7 Comments Post a comment
  1. Deb #

    This was helpful, thank you!

    09/28/15; 11:00 am
  2. Martha #

    I wonder if it’s the length of time I’ve had diabetes (so lots of time to develop scar tissue) or just that I need to not use the soft cannula infusion set with my pump, but I get kinked cannulas like every 4th time. The site rotation maps are all well and good but how the hell do we keep track of where we’ve been short of marking ourselves with sharpies?

    09/28/15; 12:42 pm
  3. Ashley Wentz #

    Hello! I stumbled across your blog on the pump peels site. My 3 year old has had a lot of trouble with the adhesives on the sites. Like you stated in your blog, they were scaly and itchy for her too. I read somewhere to try the Flonase nasal spray. It has an antihistamine in it so I tried it. I spray it after cleaning with alcohol and before I apply her skintac and it works like a charm no more scaly skin, no itching, and no big red bumps either! It is kind of pricey, but it helped her! Thought I would share!

    09/28/15; 9:00 pm
  4. Jen #

    Love. Love. Arm sites. Use them for 2 weeks a sensor. Put Opsiteflexifix 4″ roll piece on at the time of insertion (with the Hole for the transmitter cut out of it).
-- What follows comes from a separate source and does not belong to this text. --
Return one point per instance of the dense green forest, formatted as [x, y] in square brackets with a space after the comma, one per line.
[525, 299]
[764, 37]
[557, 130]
Have not had any skin issues yet from Dex. **knocking on wood**

    09/28/15; 9:39 pm
  5. Can you put ace bandage type “tape” around the CGM site on your arm? They make all kinds of colors now. Would that help it stay on? (Though I know it won’t address the allergic skin issue.)

    09/29/15; 1:05 am
  6. Christine #

    I use my arms exclusively for my CGM sites. I usually keep the Dexcom sensors on for about 2 weeks, and by the end of 2 weeks I need some kind of tape to keep it on. I’ve been using Opsite Flexifix, but after 5 years of wearing the sensors on my arms, my arms are starting to get rash-y. I just recently started using K-Tape, which I like better because it doesn’t irritate my skin and I can change it out without pulling the sensor off.

    10/6/15; 4:17 pm
    • Changing it out without pulling the whole site off is KEY. That’s why I like the metipac (not sure if I’m spelling that right) tape, because it can be peeled off and a new piece plunked back on.